Beyond emerging economies and the shift away from a carbon-based economy, what are the gigatrends businesses should be monitoring now? Lindkvist says the rise of entrepreneurship will change the way businesses employ people and the way people work together. This is significant because so many structures – taxation, health insurance – are built around the idea of employment.  “If you can’t employ someone but only work with them, what will things look like? Where will new ideas come from? Will you have departments for that or should you be picking people off the street and saying ‘I like your ideas’?”

The increasing complexity of the world is leading to increasingly narrow specialisation of skills, which is already having an impact on people’s employability, Lindkvist says. Aircraft mechanics who 20 years ago could tackle a handful of planes now work only on a specific model in a specific series.  “I say to young people, assume that your dream job hasn’t been invented yet. Assume that when you think of the most narrow thing you could ever be, like a Twitter correspondent, assume that even that narrow profession will be 50 other professions.” Another slow-moving but immensely powerful force is the shift towards automation, and the question of how much of it we will be willing to accept. “We’ve already taken quite sophisticated human functions like recommending music and answering questions, stockbroking and so on, and automated them. The big question is how far can this go? Is there something that’s uniquely human? Are we in fact facing a job catastrophe where billions will be unemployed because what they did, whether it’s transport or writing books or music, is done by machine? The further ahead you look, the more open-minded you have to be.”

Expect the unexpected
Trends can be tracked, but how can a business be prepared for something out of left field?  “We can predict,” Lindkvist insists. “We know that generally, every five or seven years, we’ll face severe business cycle difficulties, whether that’s depression or a fairly mild recession.

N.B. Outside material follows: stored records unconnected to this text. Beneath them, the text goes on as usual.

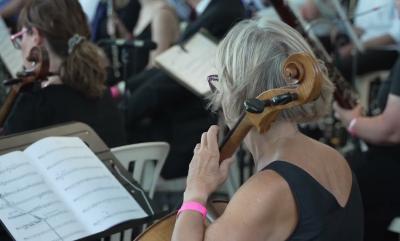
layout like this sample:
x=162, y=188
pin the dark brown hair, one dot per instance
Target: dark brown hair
x=58, y=21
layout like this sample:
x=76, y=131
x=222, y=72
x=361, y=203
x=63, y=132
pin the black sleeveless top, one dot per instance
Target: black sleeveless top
x=321, y=218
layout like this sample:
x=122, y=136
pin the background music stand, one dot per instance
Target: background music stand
x=95, y=143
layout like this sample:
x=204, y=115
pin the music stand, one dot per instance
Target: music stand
x=95, y=143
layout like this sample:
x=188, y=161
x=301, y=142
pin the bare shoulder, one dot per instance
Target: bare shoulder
x=331, y=170
x=262, y=209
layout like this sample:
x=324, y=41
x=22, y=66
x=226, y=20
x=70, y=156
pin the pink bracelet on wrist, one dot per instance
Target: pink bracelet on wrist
x=193, y=206
x=351, y=126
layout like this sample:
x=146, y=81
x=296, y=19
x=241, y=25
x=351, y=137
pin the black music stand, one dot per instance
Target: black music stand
x=95, y=143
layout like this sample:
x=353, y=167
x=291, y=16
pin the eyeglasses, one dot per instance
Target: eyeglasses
x=17, y=38
x=212, y=80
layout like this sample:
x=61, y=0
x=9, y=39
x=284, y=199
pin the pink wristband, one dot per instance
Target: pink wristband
x=193, y=206
x=350, y=128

The problem is that many companies are driven by short-term appetites, so in a recession they can’t ever foresee themselves being saturated again, and in the upturn they can never see themselves being hungry again.”

Companies would be better off if they made strategic planning an ongoing process, with a system for recognising important market signals, rather than having annual strategy meetings. “They might say ‘this quarter we’re doing very well, but over the last 10 years this is what the figures look like’ and orient themselves to that. They’d be able to do more things.” He suggests a radar-style system for tracking trends, something that’s done constantly, in real time, where possible,  or at the very least every month or two, so businesses can change course long before an iceberg is looming. “See what’s happening, ask ‘what’s worth dipping our toes in, what’s worth getting seriously into business with, and what should be ignored?’. Most companies don’t do that at all; they leave it for strategic meetings once every five years.”

Magnus Lindkvist is founder of the agency Pattern Recognition. The company is based in Stockholm, Sweden, and employs 15 people, including quantitative analysts and behavioural scientists.